Eléazard von Wogau, correspondant de presse dans le Nordeste brésilien, reçoit un manuscrit écrit par Caspar Schott, le fidèle disciple d'Athanase Kircher, un célèbre jésuite. La vie de celui-ci entrecroise celle d'Eléazard, celle de son ex-femme Elaine, de sa fille Moema et de nombreux autres personnages.
Ce roman est d'une richesse incroyable.
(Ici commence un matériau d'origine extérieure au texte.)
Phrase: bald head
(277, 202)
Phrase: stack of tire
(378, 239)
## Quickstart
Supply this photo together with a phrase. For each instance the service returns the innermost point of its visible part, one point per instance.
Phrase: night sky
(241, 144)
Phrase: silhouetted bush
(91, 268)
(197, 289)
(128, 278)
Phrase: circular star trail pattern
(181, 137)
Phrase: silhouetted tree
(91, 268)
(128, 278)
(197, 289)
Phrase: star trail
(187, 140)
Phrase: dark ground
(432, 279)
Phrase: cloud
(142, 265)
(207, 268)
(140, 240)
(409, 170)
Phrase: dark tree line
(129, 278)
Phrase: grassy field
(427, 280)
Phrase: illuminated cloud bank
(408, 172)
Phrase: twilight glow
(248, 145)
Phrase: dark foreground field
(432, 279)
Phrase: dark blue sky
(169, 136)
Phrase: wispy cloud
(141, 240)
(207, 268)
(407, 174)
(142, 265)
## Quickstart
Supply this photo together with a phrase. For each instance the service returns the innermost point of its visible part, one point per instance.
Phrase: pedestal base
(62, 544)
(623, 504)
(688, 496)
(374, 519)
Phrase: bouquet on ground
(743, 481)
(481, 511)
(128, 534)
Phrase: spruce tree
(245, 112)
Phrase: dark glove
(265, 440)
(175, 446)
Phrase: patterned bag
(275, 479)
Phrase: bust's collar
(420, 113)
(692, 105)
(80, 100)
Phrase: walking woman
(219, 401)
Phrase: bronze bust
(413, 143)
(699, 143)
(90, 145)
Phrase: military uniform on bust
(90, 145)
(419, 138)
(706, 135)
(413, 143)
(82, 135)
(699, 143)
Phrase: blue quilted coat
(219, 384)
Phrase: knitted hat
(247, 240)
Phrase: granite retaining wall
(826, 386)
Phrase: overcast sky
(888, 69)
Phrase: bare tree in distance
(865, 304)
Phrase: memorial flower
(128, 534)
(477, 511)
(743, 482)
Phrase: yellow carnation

Il foisonne d'idées, de portraits singuliers, de références au Nordeste brésilien et la misère qui y sévit, d'humour et tant d'autres choses encore. Les pages se tournent une vitesse folle tant on est pris dans les turpitudes de la vie des nombreux protagonistes auxquels on s'attache très vite. Un excellent roman écrit en 10 ans qui fait l'unanimité auprès des lecteurs! A découvrir très vite.
L'avis de Tamara et d'Emeraude qui m'ont convaincue de la nécessité de sa lecture.
Bonne lecture...
19 octobre 2008
Un premier roman...
PIERRIC BAILLY, POLICHINELLE, P.O.L, 234 pages, 2008. Genre : mais que peuvent bien faire des ados désœuvrés dans les campagnes françaises?
La rentrée littéraire apporte son lot de premiers romans. Quelques uns se font remarquer. Comme celui-ci toujours en lice pour le prix de Flore et le prix du premier roman de cet automne.
Lionel, la vingtaine, quitte "Besac" (le doux surnom de Besançon pour la jeunesse jurassienne) pendant l'été pour retrouver la vie de son petit village de Clairvaux. Sans trop savoir quoi faire de lui, il s'intègre à la bande de potes de sa sœur, âgée de 5 ans de moins que lui. Ils sont tous affublés de caractéristiques physiques bizarres qui les dérangent (comme des jambes yo-yo ou des tulipes dans le dos) et l'ennui les pousse toujours plus loin dans l'esprit de groupe et la bêtise.
Quand j'ai refermé ce roman, je me suis demandée ce que je venais de lire. Et puis avec le recul, je comprends mieux. Pierric Bailly (quelqu'un de très gentil soit dit en passant) parle de la jeunesse française qu'on ne mentionne jamais, celle des campagnes, sans objectifs, perdue, mal à l'aise, qui ne sait quoi faire d'elle-même. Au début, on rit des misères de la troupe, sans saisir toutes subtilités des inventions littéraires de l'auteur. Puis le doute n'est plus permis et on s'interroge sur ce qui les à agir avec autant de désinvolture. Pierric Bailly réussit à retransmettre l'oralité de ce petit groupe, quitte à perdre son lecteur parfois, pour mieux le retrouver ensuite. Un premier roman singulier qui pique la curiosité.